# Where are the phosphates coming from?



## Simpte 27 (Jul 16, 2004)

This BBA is really annoying! Just when I think I have got it, there it is. I trim my plants, tried H2O2, switched to R.O. (PH is 7.1 KH is 5.5), But its now growing on a few pieces of gravel! What are the requirements of this stuff? How to get rid of it? I'm hooking up a second DIY CO2 generator. Maybe that will help.

If the plants out compete the algae for nutrients...will the algae eventually die off and fade away?


----------



## paul236313 (Jul 23, 2004)

most of the planted tanks we have grow algae its keeping it under control is the key well your phosphates can be coming from your fish during feeding or overfeeding if you foreground is covered algae will not get a chance to grow i have many open area's in my substrate where algae will grow after a long time like green hair looks nice sometimes you can get rid of this easy by moving substrate around mixing the bottom to the top until i have my foreground covered i know i will have to deal with this at times now its getting more under control just introduced more plants but my opinion is to clean all your algae good when it comes back clean the wall good even get crazy and clean you filter tubes helps alot and let is grow in your substrate in one section and leave it it wont get out of hand this way until you cover your foreground and keep everything in balance


----------



## Error (Apr 16, 2004)

The key to getting rid of most algae in my experience has been healthy plants.

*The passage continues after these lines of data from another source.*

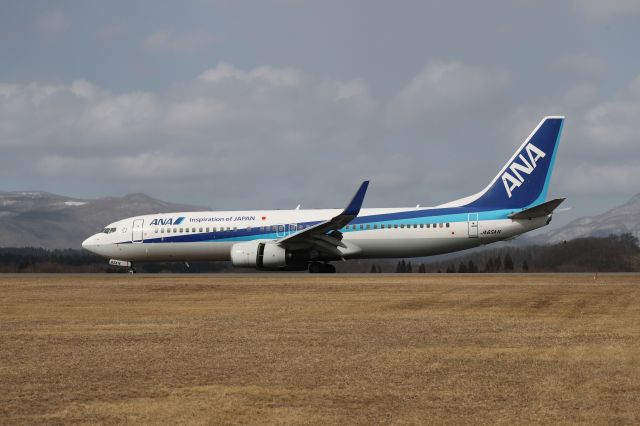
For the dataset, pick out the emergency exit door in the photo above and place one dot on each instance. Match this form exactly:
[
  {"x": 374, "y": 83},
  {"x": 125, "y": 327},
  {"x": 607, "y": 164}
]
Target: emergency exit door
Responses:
[
  {"x": 473, "y": 225},
  {"x": 136, "y": 231}
]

What are your other tank specs? P is very probably not your issue.


----------



## Bert H (Mar 2, 2004)

As Error said, healthy, growing plants will take over algae. Why did you switch to RO - you're removing minerals the plants will need. Make sure your diy co2 is providing enough and providing it stably enough for your plants. You might try using Excel. There is anecdotal evidence showing Excel will stop filamentous algaes.

A while ago Art posted a thread where he revived an algae infested mess of a tank to full glory by doing all the stuff people talk about. You might try to find the thread here and read it over. It was really quite an amazing change! To paraphrase Tom, 'provide the plants with what they need, and the rest will take care of itself.'

HTH.


----------



## Simpte 27 (Jul 16, 2004)

I switched to R.O. becuase my water was extremely hard (PH approx 9, GH approx 28, and KH approx 18). I have boosted my CO2 levels recently (approx 17ppm and climbing). The plants are doing well themselves, they are growing well, even the banana plant which had lost all its leaves have grown 3 new ones in 3 days. But my crypts have got BBA on them now. All plants ar pearling but my anacharis (which coincidentaly doesn have BBA). My fish seem happier than ever. My cories laid eggs for 3 days. (Havent done that in over a year). I use Tetra's Floral pride liquid fert every 3rd day. (10 ml). No kit to test for Nitrates, and fert levels yet. Substrate is Eco- complete. Will look for that thread also.


----------